One of the most overlooked aspects of the great 1990s stock bubble was that it fueled a golden age of corporate mergers and acquisitions. Using their grossly overvalued shares as currency, companies helped drive U.S. M&A volume to a record $1.6 trillion in 1999. By the end of 2002, after a three-year bear market, that total had plummeted by more than 70 percent, to $471 billion.
Merger activity probably won't soon revisit bubble-era highs. Nor should it. After all, plenty of companies are still trying to overcome nasty cases of indigestion from mega-acquisitions made during that era. Just ask Time Warner about its merger with America Online. But after stocks finally had an up year in 2003 and the economy began to improve, investment bankers and other M&A experts expected companies to return to the negotiating table en masse.
Things haven't exactly worked out that way. Merger activity rebounded from its 2002 low, reaching $569 billion in 2003. At $509 billion through mid-August, it's on pace to rise 47 percent in 2004. But corporations account for a much smaller portion of this volume than they have historically. Instead, private equity firms -- those masters of the leveraged buyout who dominated the 1980s merger scene -- are driving much of the increase.
So far in 2004, 16 percent of all U.S. M&A has involved a private equity firm as the buyer. That's up dramatically from 9.7 percent in 2003, 7.2 percent in 2002 and less than 2 percent in both 2001 and 2000, according to New York research firm Dealogic (see graph). Executives at several private equity firms, often called "financial buyers" because they acquire companies solely to sell them later for a profit, say they've been purchasing at a more rapid clip lately and have encountered hardly any competition from corporations, or "strategic buyers."
To be sure, there have been several landmark corporate combinations this year, such as J.P. Morgan Chase & Co.'s $57 billion acquisition of Bank One Corp. and Cingular Wireless's $47 billion purchase of AT&T Wireless. But these and the eight other transactions that make up the ten biggest deals so far this year together account for 25 percent of announced M&A volume. That level is "high by historical standards," according to a report by Goldman, Sachs & Co. analysts James Hoeg and Jonathan Tukman.

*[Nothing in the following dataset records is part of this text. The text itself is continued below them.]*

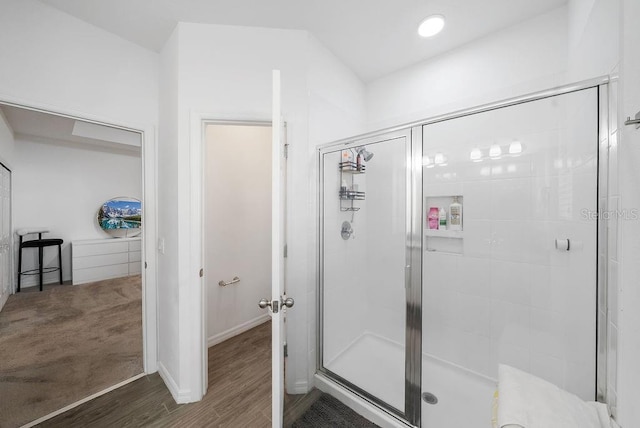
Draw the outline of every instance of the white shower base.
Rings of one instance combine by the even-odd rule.
[[[404,347],[365,333],[325,367],[391,406],[404,409]],[[372,376],[371,373],[376,373]],[[438,398],[422,402],[423,428],[490,428],[495,381],[422,357],[422,392]]]
[[[325,368],[387,404],[404,410],[404,349],[365,333]],[[376,376],[371,376],[376,373]]]

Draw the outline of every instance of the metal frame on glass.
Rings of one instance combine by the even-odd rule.
[[[606,209],[606,201],[608,199],[607,179],[609,171],[608,149],[609,149],[609,124],[608,117],[611,114],[610,109],[615,106],[608,105],[610,78],[608,76],[590,79],[575,84],[564,85],[557,88],[535,92],[520,97],[514,97],[503,101],[485,104],[469,109],[464,109],[444,115],[434,116],[432,118],[407,123],[404,125],[387,128],[381,131],[370,132],[359,136],[342,139],[333,143],[322,145],[318,149],[318,276],[317,276],[317,370],[327,378],[337,382],[343,387],[351,390],[358,396],[378,405],[382,410],[400,418],[404,423],[410,423],[414,426],[420,426],[420,392],[421,392],[421,363],[422,363],[422,127],[425,125],[442,122],[445,120],[456,119],[477,113],[491,110],[497,110],[505,107],[515,106],[518,104],[528,103],[531,101],[541,100],[544,98],[554,97],[558,95],[568,94],[589,88],[598,88],[598,212]],[[409,134],[410,133],[410,134]],[[363,391],[361,388],[351,384],[346,379],[332,373],[323,367],[322,362],[322,340],[323,340],[323,199],[324,199],[324,172],[323,172],[323,155],[344,148],[352,148],[359,145],[369,144],[375,141],[384,141],[399,135],[408,135],[410,144],[407,144],[407,272],[405,275],[405,285],[407,287],[407,326],[406,326],[406,366],[405,366],[405,412],[399,412],[397,409],[389,406],[379,398]],[[409,140],[408,140],[409,141]],[[601,254],[601,249],[608,245],[608,236],[606,231],[606,222],[601,216],[597,222],[597,251]],[[606,254],[606,248],[604,248]],[[606,259],[605,259],[606,261]],[[598,262],[597,272],[598,278],[596,283],[596,292],[604,298],[599,298],[596,310],[597,322],[607,322],[599,318],[602,311],[607,314],[607,277],[606,263]],[[596,331],[597,334],[597,331]],[[600,401],[606,400],[606,354],[601,358],[597,349],[601,344],[607,343],[607,333],[604,330],[603,335],[597,335],[596,349],[596,385],[594,385],[594,397]],[[409,350],[418,352],[409,352]],[[602,370],[604,367],[604,370]],[[604,379],[603,379],[604,377]],[[604,391],[602,385],[605,386]]]
[[[609,129],[610,116],[617,118],[615,106],[609,105],[612,85],[600,85],[598,87],[598,213],[604,213],[609,208]],[[608,276],[609,276],[609,228],[607,219],[599,215],[597,222],[597,293],[598,308],[596,316],[596,400],[607,402],[607,360],[608,360],[608,336],[609,336],[609,311],[608,311]],[[602,335],[600,334],[602,332]],[[600,353],[599,351],[603,352]]]
[[[372,395],[368,391],[358,387],[344,377],[332,372],[323,365],[323,337],[324,337],[324,155],[335,153],[344,149],[352,149],[358,146],[366,146],[368,144],[381,143],[384,141],[404,138],[406,144],[406,265],[405,265],[405,289],[407,293],[406,301],[406,333],[405,333],[405,408],[396,409],[390,404],[382,401],[378,397]],[[420,377],[421,377],[421,355],[422,355],[422,315],[421,315],[421,276],[422,276],[422,230],[420,223],[420,214],[418,218],[414,218],[416,203],[421,204],[422,193],[422,166],[415,167],[415,153],[421,153],[422,143],[416,144],[416,138],[412,136],[411,129],[405,128],[394,130],[392,132],[376,134],[368,138],[350,139],[339,144],[324,146],[319,150],[318,166],[319,166],[319,183],[318,183],[318,234],[319,234],[319,250],[318,250],[318,371],[324,374],[334,382],[339,383],[343,387],[356,393],[358,396],[376,404],[388,413],[398,418],[401,422],[409,423],[414,426],[420,424]],[[420,159],[422,157],[420,156]],[[418,177],[415,175],[418,174]],[[419,186],[416,188],[416,184]],[[422,210],[422,205],[419,207]],[[417,227],[417,228],[416,228]],[[417,263],[417,264],[415,264]],[[416,288],[417,287],[417,288]]]

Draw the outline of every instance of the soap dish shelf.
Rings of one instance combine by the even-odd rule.
[[[355,162],[340,162],[338,164],[338,168],[340,172],[349,173],[349,174],[364,174],[366,167],[363,164],[358,164]]]
[[[344,190],[338,193],[340,198],[340,211],[360,211],[360,207],[353,205],[353,201],[364,201],[364,192],[357,192],[355,190]],[[346,203],[344,203],[345,201]]]
[[[341,190],[338,196],[342,201],[364,201],[364,192],[355,190]]]
[[[432,238],[462,239],[464,232],[462,230],[425,229],[424,235]]]

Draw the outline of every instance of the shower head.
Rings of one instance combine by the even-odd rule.
[[[370,151],[368,151],[364,147],[358,147],[356,149],[356,152],[360,156],[362,156],[362,159],[364,159],[365,162],[369,162],[371,160],[371,158],[373,157],[373,153],[371,153]]]

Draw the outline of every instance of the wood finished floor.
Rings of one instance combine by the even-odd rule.
[[[271,323],[209,348],[209,390],[198,403],[176,404],[155,373],[40,426],[271,427]]]

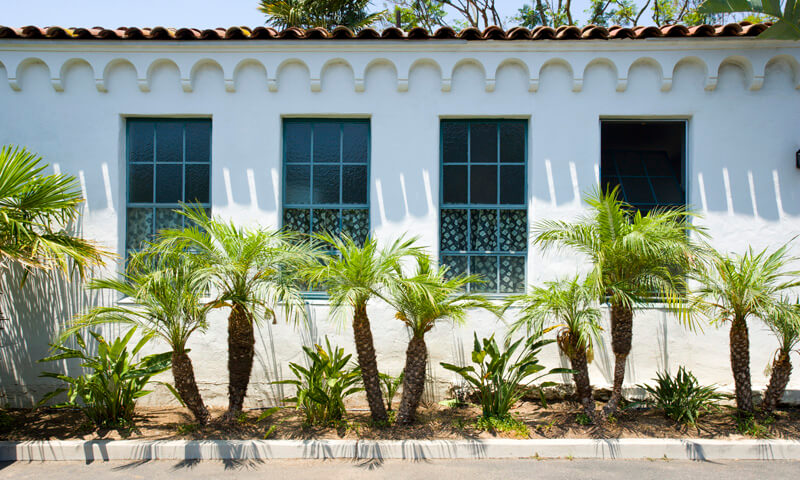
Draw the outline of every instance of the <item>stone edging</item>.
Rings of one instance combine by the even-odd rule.
[[[796,440],[53,440],[0,442],[0,461],[589,458],[800,460]]]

Much of the daily drumbeat of deals is being set by financial buyers. Notables include Madison Dearborn Partners' $3.7 billion acquisition of Boise Cascade Corp.'s paper and forest products unit, and CenterPoint Energy's $3.6 billion sale of its Texas Genco power-generating subsidiary to several LBO firms, including Blackstone Group and Kohlberg Kravis Roberts & Co.
"There are strategic buyers out there, and they are starting to get back into the game, but the overall sentiment is, 'Jeez, where the heck have these guys gone?'" says Richard Moreau, a vice president at $1 billion-in-assets private equity shop Harvest Partners. Harvest seeks to make two to three acquisitions annually. By mid-August it had already bought three companies, including baby products manufacturer Evenflo and bus maker New Flyer Industries.
Several factors underlie this trend. Flat stock prices this year have inhibited corporations, who have less buying power in stock-financed deals. Moribund stocks also mean that sellers may wait to snag higher prices in a rising market. And executives may be wary of big strategic moves amid questions about whether the U.S. economy can sustain its recovery, and uncertainty about the impact of November's presidential election and continuing geopolitical unrest on the markets.
Those factors aren't inhibiting financial buyers, who are flush with cash from stock-weary investors and benefiting from hot debt-financing markets. As interest rates rise and leverage becomes more expensive, however, this advantage will wane. Then the question of whether corporations will return fully to the M&A market will largely be up to the stock market.